My solution to problem #5 of five problems that every “real programmer” should be able to do except the guy who posted them screwed up #4 himself.

01_hundreds.hs

-- Problem statement:
-- Write a program that outputs all possibilities to put + or - or nothing between the
-- numbers 1, 2, ..., 9 (in this order) such that the result is always 100.
-- For example: 1 + 2 + 34 – 5 + 67 – 8 + 9 = 100.

data Item = Plus | Minus | Num Int deriving (Show)

hundreds = filter ((100 ==) . eval) $ map combineAdjacent $ combos [1..9]

-- Generate all combos of digits 1-9 with +, -, or nothing in between.
combos :: [Int] -> [[Item]]
combos [n]    = [ [Num n] ]
combos (n:ns) = [ (Num n : x) ++ rest | x <- [[Plus], [Minus], []], rest <- combos ns ]

-- Combine adjacent digits into a single number.
combineAdjacent :: [Item] -> [Item]
combineAdjacent (Num n : Num m : rest) = combineAdjacent (Num (n * 10 + m) : rest)
combineAdjacent (Num n : op : rest)    = Num n : op : combineAdjacent rest
combineAdjacent x                      = x

-- Now eval the resulting thing as a left-associative expression.
eval :: [Item] -> Int
eval (Num n : Plus : Num m : rest)  = eval (Num (n + m) : rest)
eval (Num n : Minus : Num m : rest) = eval (Num (n - m) : rest)
eval [ Num n ]                      = n

display xs = foldl (++) "" (map d xs) where
    d Plus    = " + "
    d Minus   = " - "
    d (Num n) = show n

main = mapM_ (putStrLn . display) hundreds

02_another.hs

-- For further grins: here's a Haskell version of something like his solution.

hitTarget :: Int -> [Int] -> [[Int]]
hitTarget 0 [] = [[]]
hitTarget _ [] = []
hitTarget target (d:ds) = plus ++ minus ++ combined where
    plus     = [ d:x | x <- hitTarget (target - d) ds ]
    minus    = [ -d:x | x <- hitTarget (target + d) ds ]
    combined = if null ds then [] else hitTarget target ((d * 10 + head ds) : tail ds)

display :: [Int] -> String
display (n:ns) = foldl (++) (show n) (map withSign ns) where
    withSign n | n > 0 = " + " ++ show n
    withSign n | n < 0 = " - " ++ show (abs n)

hundreds = filter ((>0) . head) $ hitTarget 100 [1..9]

main = mapM_ (putStrLn . display) hundreds

I think you can simplify the generation of the list of items:

items  = do
    n  <- [1..9]
    xs <- if n == 9 then [] else [[Plus], [Minus], []]
    Num n:xs

Also you can simplify display a little bit:

foldl (++) "" (map d xs) = concatMap d xs

Also, you can simplify hundreds a little bit by fusing the filter and map (stream fusion!)
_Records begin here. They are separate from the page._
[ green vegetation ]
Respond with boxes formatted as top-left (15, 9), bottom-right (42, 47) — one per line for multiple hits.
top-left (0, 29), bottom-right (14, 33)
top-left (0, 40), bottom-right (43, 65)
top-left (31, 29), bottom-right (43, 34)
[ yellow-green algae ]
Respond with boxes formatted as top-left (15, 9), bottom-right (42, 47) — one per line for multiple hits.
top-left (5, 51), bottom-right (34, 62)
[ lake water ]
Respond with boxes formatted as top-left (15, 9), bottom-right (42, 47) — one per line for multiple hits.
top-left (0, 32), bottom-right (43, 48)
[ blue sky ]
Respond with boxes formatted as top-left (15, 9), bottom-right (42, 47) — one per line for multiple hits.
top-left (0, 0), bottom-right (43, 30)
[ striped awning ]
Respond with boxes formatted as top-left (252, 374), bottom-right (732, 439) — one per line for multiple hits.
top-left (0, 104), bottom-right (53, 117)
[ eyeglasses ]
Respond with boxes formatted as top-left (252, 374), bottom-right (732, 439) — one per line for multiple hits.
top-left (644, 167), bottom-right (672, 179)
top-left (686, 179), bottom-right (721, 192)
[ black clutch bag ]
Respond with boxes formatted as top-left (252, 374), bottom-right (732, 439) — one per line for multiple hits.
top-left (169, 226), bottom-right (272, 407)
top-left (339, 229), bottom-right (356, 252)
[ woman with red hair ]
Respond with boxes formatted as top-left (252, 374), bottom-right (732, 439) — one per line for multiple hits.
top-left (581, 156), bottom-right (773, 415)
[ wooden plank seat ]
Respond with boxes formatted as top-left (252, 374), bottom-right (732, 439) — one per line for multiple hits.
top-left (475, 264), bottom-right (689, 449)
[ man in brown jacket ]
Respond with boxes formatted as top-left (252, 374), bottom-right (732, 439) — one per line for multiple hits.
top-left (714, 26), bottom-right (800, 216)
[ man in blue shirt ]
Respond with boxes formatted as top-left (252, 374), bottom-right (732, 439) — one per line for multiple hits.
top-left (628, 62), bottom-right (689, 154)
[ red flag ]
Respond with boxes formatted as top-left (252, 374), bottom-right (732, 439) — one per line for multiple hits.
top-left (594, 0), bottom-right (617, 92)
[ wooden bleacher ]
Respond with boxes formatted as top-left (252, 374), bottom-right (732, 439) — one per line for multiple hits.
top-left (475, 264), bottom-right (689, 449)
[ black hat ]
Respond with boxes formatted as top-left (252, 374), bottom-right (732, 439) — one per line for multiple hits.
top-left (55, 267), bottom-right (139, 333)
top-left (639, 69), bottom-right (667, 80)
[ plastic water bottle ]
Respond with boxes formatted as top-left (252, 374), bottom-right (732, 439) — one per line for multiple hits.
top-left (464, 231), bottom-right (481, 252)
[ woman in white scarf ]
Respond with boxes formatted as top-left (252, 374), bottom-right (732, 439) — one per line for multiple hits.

filter ((100 ==) . eval . combineAdjacent) (combos [1..9])

I like the concatMap (I thought there was something like that but I couldn't find it) and the fusion. But that do expression doesn't produce the right thing at all.

Gabriel, here's what I came up with which is not at all like your do expression but was inspired by trying to figure out what you were getting at. This replaces combos [1..9].

expressions :: [[Item]]
expressions = foldl cross [[]] (map withOp [1..9]) where
    withOp n = [ Num n : x | x <- if n == 9 then [[]] else [[Plus],[Minus],[]] ]
    cross xs ys = [ x ++ y | x <- xs, y <- ys ]

Actually, I think my filter fusion is totally incorrect, so ignore that one.

Also, I think I managed to fix the items one:

import Control.Monad (forM)

data Item = Num Int | Plus | Minus deriving (Show)

items :: [[Item]]
items = do
    -- Example `groups` value: [[Num 1, Plus], [Num 2], ... [Num 8, Minus]]
    groups <- forM [1..8] (\n -> do
        xs <- [[Plus], [Minus], []]
        return (Num n:xs) )
    return (concat groups ++ [Num 9])

forM is basically "foreach" in Haskell, except it works with arbitrary monads and collects the results in a list. Here I'm just saying "generate 8 groups", except that the result of each group is allowed to vary using the list monad. Then concatenate those groups and tack on Num 9 at the end.